Я приподнялся и посмотрел на левую руку. Не знаю, что случилось с ней. Не помню. Но теперь она функциональна процентов на 30. Нужно связаться с Сальве, а то местные доктора попытаются меня разобрать на молекулы.
Слава богам, утром пришел Сальве и спас меня от местных докторов. Его адъютанты помогли мне сесть в его машину, на переднее сиденье, где мы могли поговорить с полковником, а сами залезли в грузовик.
∙ Ну что, готов продолжать службу? Или спекся?

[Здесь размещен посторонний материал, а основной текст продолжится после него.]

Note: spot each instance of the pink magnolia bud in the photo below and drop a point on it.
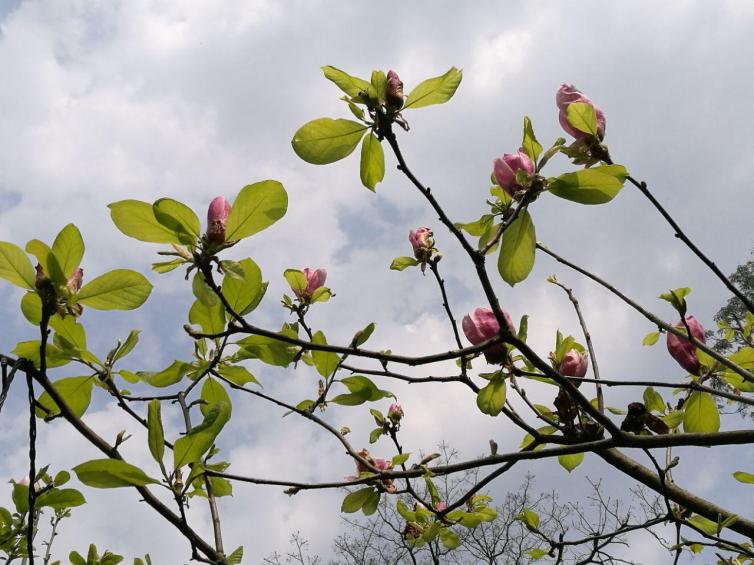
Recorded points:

∙ Готов. Сам накосячил, не выставил защиту. Но скоро буду в форме - исцеление уже запустил. Правда жрать ужасно хочется.
∙ Там, в бардачке бутерброды и кофе бери. В термосе. - кофе был весьма кстати, пить тоже хотелось. Напиток успел поостыть, что было весьма кстати - это чудо техники с открытым верхом заметно трясло, если прольется, не обожгусь.
∙ Долго я уже в госпитале?
∙ Больше двух недель. Хотели тебе руку отрезать - я не дал. Револьвером эскулапам угрожал!
∙ Спаси! Они сказали, что сами не стали.
∙ Сами. Сами они, скажу честно, и на ноги твои плохо посматривали. Почему не эвакуировался?
∙ Сознание сразу потерял.
∙ Хорошо. Или плохо. А что думаешь об операции, в которой тебя ранили?
∙ Глупость. Взять штурмом Кенигсберг. Пусть посидят в окружении, поголодают и сами сдадутся. Нужно идти дальше.
∙ А дальше куда?
∙ Мне кажется, нужно атаковать австрийцев. Они послабее. И их позиции кажутся более уязвимыми в стратегическом плане.
∙ Вот странно, генеральный штаб думает также.
∙ Есть здесь такая шутка, что у дураков мысли сходятся.
∙ Э нет, здесь не у дураков. Генштаб был категорически против штурма - командующий фронтом продавил операцию. Его отправили на пенсию, отнюдь не почетную. Просрал самые крепкие штурмовые части.